Some additional requirements are needed to implement the TP-CMX functionality on the CMX platform.

The main additional requirements are on MGT resources. The TP-CMX functionality will need as many sets of 12-fiber optical inputs available as possible. It will also need another two individual GTX outputs to implement two more ROI and DAQ G-links to send out TP-related information.

The TP-CMX functionality needs to receive information from the Base-CMX functionality of each of the 12 CMX cards in l1calo. We also know that the maximum number of MGT resources available on the FF1923 or FF1924 package limits the maximum number of 12-fiber inputs to five (for the FF1923) or six (for the FF1924).

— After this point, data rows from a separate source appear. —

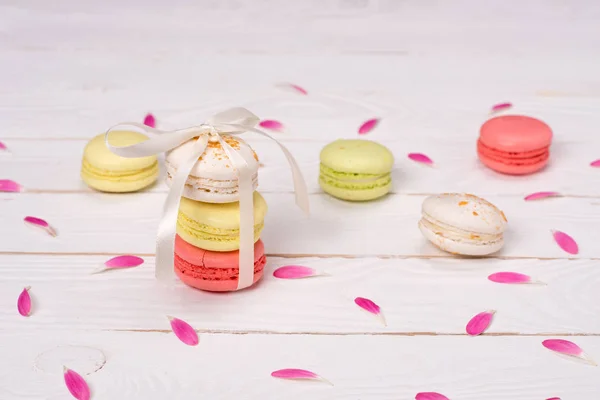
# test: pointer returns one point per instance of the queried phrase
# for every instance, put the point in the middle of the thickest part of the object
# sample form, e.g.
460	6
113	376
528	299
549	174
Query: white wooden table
430	69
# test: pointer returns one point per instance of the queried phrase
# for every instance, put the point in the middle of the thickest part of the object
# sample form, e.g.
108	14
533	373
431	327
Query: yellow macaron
104	171
216	226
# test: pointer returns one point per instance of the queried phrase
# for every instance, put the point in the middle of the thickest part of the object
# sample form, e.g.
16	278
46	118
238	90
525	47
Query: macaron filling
456	234
191	228
214	274
222	187
131	175
516	158
353	181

One CMX cards is able to send up to 12 fibers to a Standalone TP, assuming the TP has the capacity to receive that many fibers from that many sources. One CMX card would however only be allowed to send a maximum of 5 or 6 individual fibers worth of data to a Topological Processor based on a TP-CMX because it could only field a total of 5 or 6 12-fiber ribbons. This means that a TP-CMX will never be able to receive the full raw data from all 12 CMX cards. The input JEM and CPM data will thus need to be zero-suppressed to reduce the number of output fibers by a factor 2 or more. This limitation is inherent to using a CMX to operate as a TP, but was expected as an acceptable restriction.

This also means that l1calo will need to build a "CMX Fiber Re-Bundler Box", i.e. a patch panel that can take twelve 12-fiber optical cables as inputs and split and re-arrange them into five or six 12-fiber optical outputs to send to one CMX card with TP-CMX capability.

Such fiber re-bundler box or patch panel could as well provide two sets of five (or six) 12-fiber outputs, for example by splitting the upper half of each 12-fiber input into one set and the lower half into another set. The two sets of outputs from this fiber re-bundler could be sent to two separate CMX cards acting as CMX-TP. This could be useful for a number of reasons. Two CMX-TP would be able to implement twice as many Topological Algorithms and both could send their outputs to the CTP. Alternatively one CMX-TP could run the production version of the TP-CMX firmware while the other could be used to debug and compare the next version of the TP-CMX firmware. Another usage for the second output from this fiber re-bundler is to operate both the CMX-TP and a Standalone TP in parallel on zero-suppress data, should this become desirable. Such operational flexibility may become an important feature, as we may not yet know how the system will be used.

There is an important limitation of the MGT resources, indirect but intrinsic, that needs to be taken into account. The Virtex 6 GTH inputs (i.e. two of the five or six 12-fiber inputs) used for the TP-CMX inputs will not be capable of 6.4 Gbps operation. The GTH circuitry relies on an internal PLL with a narrow frequency range of operation which only support specific ranges of line rates. 5.5 Gbps is the highest frequency that would be compatible between GTX outputs and GTH inputs (the specification specifies 5.591 Gbps, rounded here to 5.5 Gbps as a mildly conservative rounded number below that limit).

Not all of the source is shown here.